I have come up with an automated trading strategy that is supposed to make money in live markets. My strategy trades at 30 second to 1 minute level. Easily around 80 trades per day. This is for emini futures. The issue I am encountering is that I miss out on my entry or exits because of my order book queue placement. I am using IB as my broker and connecting via their TWS. Any suggestions on improving my fill percent , reducing latency and any other ideas. Right now , I have my strategy running from home somewhere in Europe trading CME products. What should I do to be able to get better queue placements. Currently signal is generated and then I place an entry order and sit in the queue hoping to get filled soon. Any suggestions would be of great help!
Your transatlantic connection from Europe to Chicago can be improved. I use Amazon AWS (the Virginia Zone) to run my automated system, trading CME futures, using IB API. Average market order execution time is about 100 milliseconds. For you, it's probably around 1500 milliseconds?
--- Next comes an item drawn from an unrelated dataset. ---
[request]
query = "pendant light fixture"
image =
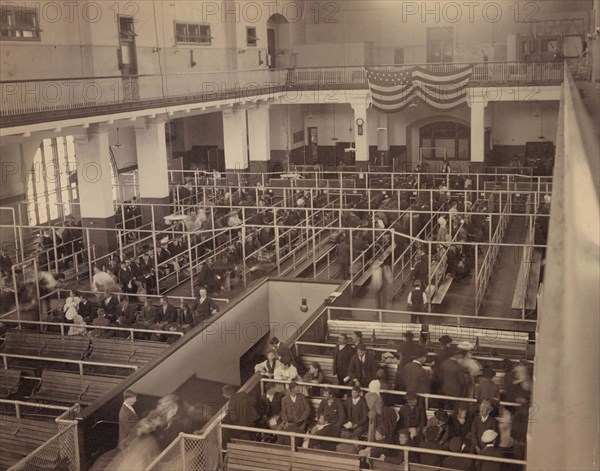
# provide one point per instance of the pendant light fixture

However, from the way you phrased it ("fill percentages"), it appears that you are using limit orders. Is that right? What would be your backtested results if you replace limit orders with the market orders?
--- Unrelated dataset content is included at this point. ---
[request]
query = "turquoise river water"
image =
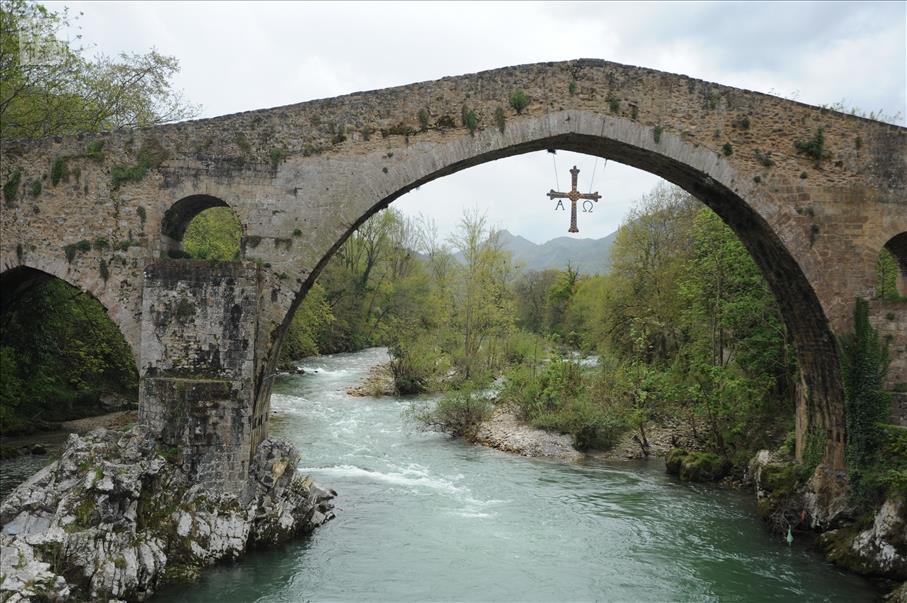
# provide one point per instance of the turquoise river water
(423, 517)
I'm in the process to set up something like that but using different channels. I currently consider a dedicated server in Chicago as the best option. It appears to cost around $400 per month. What you can try is to ask IB for an IP that supports traceroute and test it from your existing connection. Also it costs a few cents to start an AWS micro instance, you can repeat the test from there (but they are not in Chicago). Be very careful with VPS. I experienced serious stability issues with some of them. They even lose TCP connection (Hostwinds). I use AWS now for testing, no such issues for 7 weeks. Remember, VPS is a shared infrastructure if another stupid customer brings down the system you go offline as well. Research virtualization technologies or ask an expert. Remember always: dedicated is always best - virtualization layer can be source of several issues. If your size allows you get a dedicated server in Chicago. A Windows 2012 R2 platform should do everything you need (!subject to testing!). Test for several weeks for errors or disconnection (I first experienced problems with Hostwinds after 3 weeks). Finally it may be an idea to consider to place the stop-loss order before the opening one. Just in case the connection is lost in between. I'm assuming that IB has a separate order type for stop loss.